Apple’s new chip is the M5. It is bringing power-efficient performance to the new 14-inch MacBook Pro, iPad Pro, and Apple Vision Pro while offering a big leap in artificial intelligence performance.
Built using third-generation 3-nanometre technology, the M5 delivers significant upgrades across CPU, GPU and Neural Engine performance. At the heart of the new chip is a 10-core GPU featuring a Neural Accelerator in each core, a first for Apple Silicon.

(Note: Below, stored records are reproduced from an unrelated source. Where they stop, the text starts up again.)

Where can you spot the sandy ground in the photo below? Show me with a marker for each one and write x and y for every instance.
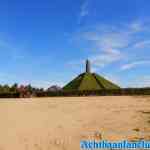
(60, 123)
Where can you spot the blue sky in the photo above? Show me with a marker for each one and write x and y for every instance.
(45, 42)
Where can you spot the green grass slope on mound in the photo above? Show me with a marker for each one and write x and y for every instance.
(74, 84)
(105, 83)
(89, 83)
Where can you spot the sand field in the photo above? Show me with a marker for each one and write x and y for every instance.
(60, 123)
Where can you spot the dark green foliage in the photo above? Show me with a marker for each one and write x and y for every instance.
(89, 81)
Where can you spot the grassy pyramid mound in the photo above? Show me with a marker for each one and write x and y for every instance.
(90, 81)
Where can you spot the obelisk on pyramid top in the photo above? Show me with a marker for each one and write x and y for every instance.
(88, 67)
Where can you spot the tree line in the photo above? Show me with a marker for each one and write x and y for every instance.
(26, 91)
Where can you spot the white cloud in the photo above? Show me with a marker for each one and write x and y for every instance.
(114, 43)
(142, 44)
(106, 58)
(134, 64)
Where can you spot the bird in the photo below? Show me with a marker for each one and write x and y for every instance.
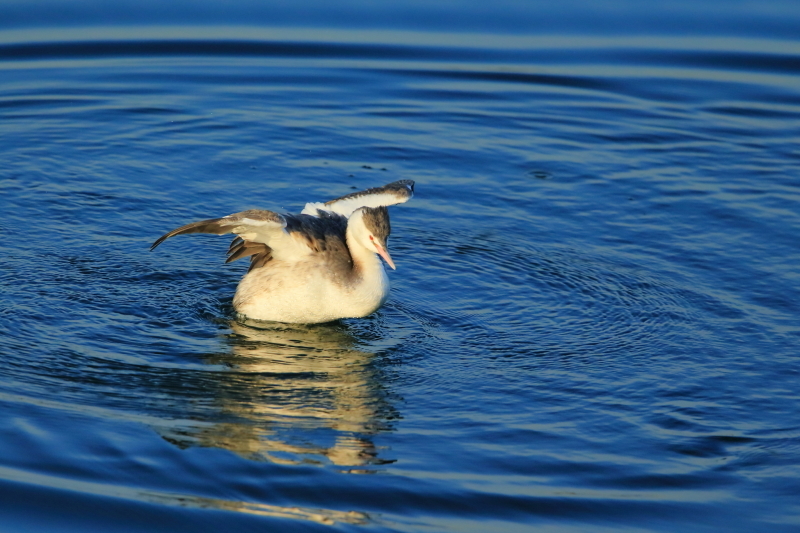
(317, 266)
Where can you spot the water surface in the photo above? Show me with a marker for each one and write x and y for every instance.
(593, 324)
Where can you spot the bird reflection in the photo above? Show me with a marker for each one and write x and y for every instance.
(294, 394)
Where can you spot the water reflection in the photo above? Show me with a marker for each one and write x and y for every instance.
(294, 394)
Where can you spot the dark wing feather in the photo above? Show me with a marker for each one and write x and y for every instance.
(256, 224)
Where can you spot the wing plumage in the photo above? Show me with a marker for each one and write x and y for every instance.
(263, 235)
(259, 234)
(394, 193)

This configuration enables GPU-based AI workloads to run up to four times faster than on last year’s M4 chip and over six times faster than the original M1. The GPU also introduces Apple’s third-generation ray-tracing engine and enhanced shader cores, which together offer up to 45 per cent higher graphics performance.
M5 unleashes next-level AI performance with its next-generation GPU architecture, powerful CPU, faster Neural Engine, and higher unified memory bandwidth.
Johny Srouji, Apple’s senior vice-president of Hardware Technologies, described M5 as “the next big leap in AI performance for Apple Silicon”. He said: “With the introduction of Neural Accelerators in the GPU, M5 delivers a huge boost to AI workloads. Combined with a big increase in graphics performance, the world’s fastest CPU core, a faster Neural Engine, and even higher unified memory bandwidth, M5 brings far more performance and capabilities to MacBook Pro, iPad Pro, and Apple Vision Pro.”
The M5’s CPU architecture features up to four performance cores and six efficiency cores, resulting in up to 15 per cent faster multithreaded performance compared to the M4. Apple has also improved the 16-core Neural Engine, enabling faster processing for AI-driven features such as transforming 2D photos into spatial scenes or generating Personas on Apple Vision Pro.
A major improvement is the 30 per cent increase in unified memory bandwidth, now reaching 153GB/s. This allows the chip to handle larger AI models entirely on-device, supporting creative and productivity workflows in applications like Adobe Photoshop and Final Cut Pro. Developers using Apple’s Foundation Models framework or Metal 4 API will also benefit from direct access to the Neural Accelerators for AI-specific workloads.